January 26, 2012 – President Obama’s Blue Ribbon Commission on America’s Nuclear Future, chaired by Lee Hamilton and Brent Scowcroft, issued its final report on this date.  The report did not address critical issues such as the tremendous threat of radioactive waste and routine nuclear reactor operations to American’s health and environmental safety (such as groundwater contamination, increased cancer risk, and the threat to the human gene pool).  It did however conclude that, “No currently available or reasonably foreseeable reactor and fuel cycle technology developments including advances in reprocessing and recycling technologies have the potential to fundamentally alter the waste management challenge this nation confronts over at least the next several decades if not longer.”   Comments:  The tremendously out-of-control civilian and military nuclear waste sequestration, remediation, and permanent storage conundrum, as well as the terrorist targeting potential, the economic unsustainability of civilian nuclear power, and the potential for nuclear proliferation points logically to an accelerated phase-out of global civilian nuclear power plants (with a very limited exception possibly for nuclear fusion research) over the next decade.  (Source:  Blue Ribbon Commission on America’s Nuclear Future, January 26, 2012, www.brc.gov/sites/default/files/documents/brc_finalreport_jan2012.pdf, accessed on December 9, 2014.)

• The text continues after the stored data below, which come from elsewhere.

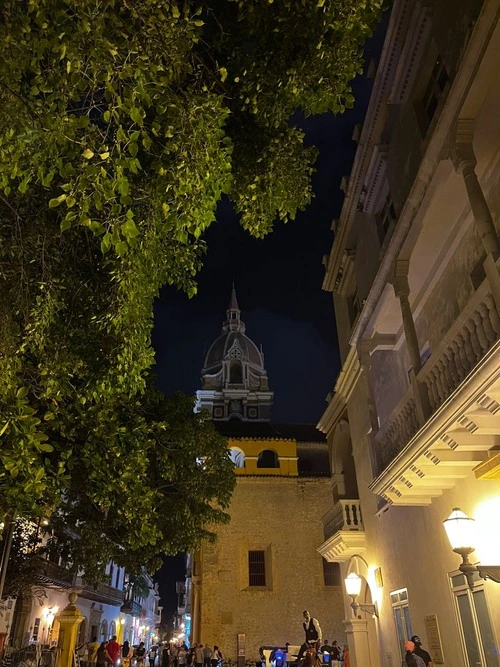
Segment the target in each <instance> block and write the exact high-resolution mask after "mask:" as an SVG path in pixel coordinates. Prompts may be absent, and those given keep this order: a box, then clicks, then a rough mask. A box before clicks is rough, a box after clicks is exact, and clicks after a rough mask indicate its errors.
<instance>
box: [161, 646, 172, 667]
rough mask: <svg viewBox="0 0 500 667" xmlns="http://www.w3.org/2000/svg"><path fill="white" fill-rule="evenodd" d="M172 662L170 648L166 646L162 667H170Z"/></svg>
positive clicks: (162, 653)
mask: <svg viewBox="0 0 500 667" xmlns="http://www.w3.org/2000/svg"><path fill="white" fill-rule="evenodd" d="M169 662H170V646H169V645H168V644H165V646H164V647H163V649H162V652H161V667H169Z"/></svg>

January 27, 1967 – The Outer Space Treaty, prohibiting the placement of weapons of mass destruction (WMD) in orbit, on the moon, or on any celestial body, was signed on this date.  The treaty entered into force on October 10, 1967.  Comments:  Although this treaty has served mankind well, there remain suspicions that orbiting nuclear weapons can be easily and quickly deployed by the U.S., Russia, and other powers.  The Russians experimented with the Fractional Orbital Bombardment System (FOBS) during the Cold War.  Unfortunately, U.S. withdrawal from the 1972 ABM Treaty in 2002 spawned a renewed strategic defensive race and revived asymmetrical responses such as FOBS while also accelerating a push for the modernization of U.S. and Russian strategic offensive arsenals.  As part of the Global Zero push to eliminate all nuclear weapons, the Outer Space Treaty should be broadened to prohibit the launch, transfer or deployment of WMD through the atmosphere and outer space as well.   (Source:  Jack Mendelsohn and David Grahame, editors.  “Arms Control Chronology.” Washington, DC:  Center for Defense Information, 2002, p. 1.)